The fear of the LORD is to hate evil: pride, and arrogancy, and the evil way, and the froward mouth, do I hate.
If God is love, how can He hate “the evil way and the froward(attitude-filled) mouth?”
God is in the ideal position to know that, “the evil way” leads first to distraction, then to destruction. And because He does love us, He hates to see us entrapped by destructive behaviors and habits, because He knows such destruction is eternal. Yes, some may think eternity is way off in the dim future, but ask yourself, “How many people who die today know their minutes are numbered? And how many of them will be ready to stand in the judgment?”
Please note, God includes “pride and arrogancy” with “the evil way” and “the froward mouth.” Think about it; popular culture glorifies all four of these destructive behaviors. But arrogant pride rears its demonic horns even among the most sanctified--or sanctimonious--brethren.

Counsel is mine, and sound wisdom: I am understanding; I have strength.
Interesting, isn’t it, that “counsel” is assumed here to be a good thing? And why is that noteworthy? Because advice is so often anything but good. But this is wisdom’s counsel--sound, understanding, and enduring.

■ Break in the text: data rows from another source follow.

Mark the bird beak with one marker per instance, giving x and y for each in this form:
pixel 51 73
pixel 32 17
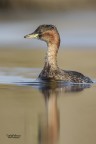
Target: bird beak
pixel 32 35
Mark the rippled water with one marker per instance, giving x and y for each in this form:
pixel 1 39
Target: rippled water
pixel 36 112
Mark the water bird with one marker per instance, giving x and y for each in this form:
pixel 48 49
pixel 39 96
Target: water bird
pixel 51 71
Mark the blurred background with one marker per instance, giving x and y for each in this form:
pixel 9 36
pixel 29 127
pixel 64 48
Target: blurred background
pixel 75 20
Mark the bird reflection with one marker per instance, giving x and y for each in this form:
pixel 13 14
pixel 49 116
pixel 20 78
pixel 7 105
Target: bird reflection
pixel 49 124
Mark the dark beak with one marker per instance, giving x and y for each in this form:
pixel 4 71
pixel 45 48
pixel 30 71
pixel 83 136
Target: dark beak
pixel 32 35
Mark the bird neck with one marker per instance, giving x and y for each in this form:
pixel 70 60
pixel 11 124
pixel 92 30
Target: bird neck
pixel 51 56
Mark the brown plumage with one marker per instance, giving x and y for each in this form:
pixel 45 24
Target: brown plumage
pixel 51 71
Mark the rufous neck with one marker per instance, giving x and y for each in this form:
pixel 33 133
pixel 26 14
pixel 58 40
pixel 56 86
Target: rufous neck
pixel 51 56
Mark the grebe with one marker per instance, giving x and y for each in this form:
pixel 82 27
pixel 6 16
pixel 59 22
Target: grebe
pixel 51 71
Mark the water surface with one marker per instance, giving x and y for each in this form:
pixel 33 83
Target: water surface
pixel 36 112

Please note that the KJV translators chose “strength,” rather than “power.” Why is that? Power is what moves something, someone, or many someones. Strength, on the other hand, is what prevents movement. Picture a skyscraper. You ride the elevator down to its lowest basement and find several humongous, steel pillars. Would you like to see one of them move while you’re standing there? If you did, you would soon know the meaning of, “RUN!” But they won’t move because they are strong.

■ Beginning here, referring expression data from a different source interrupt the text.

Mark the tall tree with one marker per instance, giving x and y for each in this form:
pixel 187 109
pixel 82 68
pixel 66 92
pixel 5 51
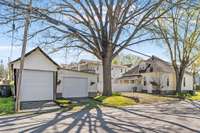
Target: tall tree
pixel 1 69
pixel 101 27
pixel 180 30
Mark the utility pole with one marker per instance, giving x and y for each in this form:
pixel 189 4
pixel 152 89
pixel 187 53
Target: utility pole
pixel 25 40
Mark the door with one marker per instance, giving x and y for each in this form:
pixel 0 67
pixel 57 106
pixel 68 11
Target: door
pixel 37 85
pixel 75 87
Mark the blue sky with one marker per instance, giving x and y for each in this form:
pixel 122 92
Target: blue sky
pixel 148 48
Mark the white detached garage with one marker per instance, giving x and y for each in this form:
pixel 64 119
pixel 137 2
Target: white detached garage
pixel 74 84
pixel 44 80
pixel 38 78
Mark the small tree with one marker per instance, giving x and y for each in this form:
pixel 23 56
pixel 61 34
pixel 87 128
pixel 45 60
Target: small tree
pixel 101 27
pixel 180 30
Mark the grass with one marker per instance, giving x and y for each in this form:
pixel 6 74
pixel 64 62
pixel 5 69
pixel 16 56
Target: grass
pixel 144 98
pixel 196 97
pixel 115 101
pixel 6 105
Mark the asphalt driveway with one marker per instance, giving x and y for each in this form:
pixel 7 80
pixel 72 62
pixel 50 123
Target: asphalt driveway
pixel 171 117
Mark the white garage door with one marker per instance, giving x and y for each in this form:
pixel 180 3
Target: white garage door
pixel 37 85
pixel 75 87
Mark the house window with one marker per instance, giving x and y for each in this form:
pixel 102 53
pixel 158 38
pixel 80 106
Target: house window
pixel 145 82
pixel 184 83
pixel 167 81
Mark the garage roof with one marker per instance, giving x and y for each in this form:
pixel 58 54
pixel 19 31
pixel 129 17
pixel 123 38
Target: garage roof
pixel 30 52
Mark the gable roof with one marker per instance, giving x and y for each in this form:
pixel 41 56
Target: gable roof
pixel 32 51
pixel 97 62
pixel 158 65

By me kings reign, and princes decree justice. By me princes rule, and nobles, even all the judges of the earth.
No one can blame the person who balks at this one. We know of too many despots who rule cruelly. So, how can they rule by God’s authority and with His approval?
Just rulers, though rare, are what God intended when He looked at His creation and pronounced it, “Good.” We humans, however, had other ideas. First, we tried to usurp God’s sovereignty. Then, when He chose a people to convey His Law, they, still being people, decided they wanted a ruler like the peoples who lived around them. So they got what they demanded; King Saul began a long line of weak, fallible rulers who were, by our human specification, just like the peoples who lived around them.
God still owns the authority, even when human rulers misuse it. And they will stand before the Judge of the universe to account for their actions.

I love them that love me; and those that seek me early shall find me. Riches and honour are with me; yea, durable riches and righteousness. My fruit is better than gold, yea, than fine gold; and my revenue than choice silver. I lead in the way of righteousness, in the midst of the paths of judgment: That I may cause those that love me to inherit substance; and I will fill their treasures.
This last passage speaks of the treasures God will pour out on those who “seek me early.” It speaks of durable riches, better than “fine gold.” Someone has observed that in heaven, Gold is so valuable that it’s used for pavement. True riches, durable riches, are the treasure we lay up in eternity when we obey God. Once we give up these corrupting bodies, we will see everything we valued on Earth for what it is: cheap counterfeits of the real thing.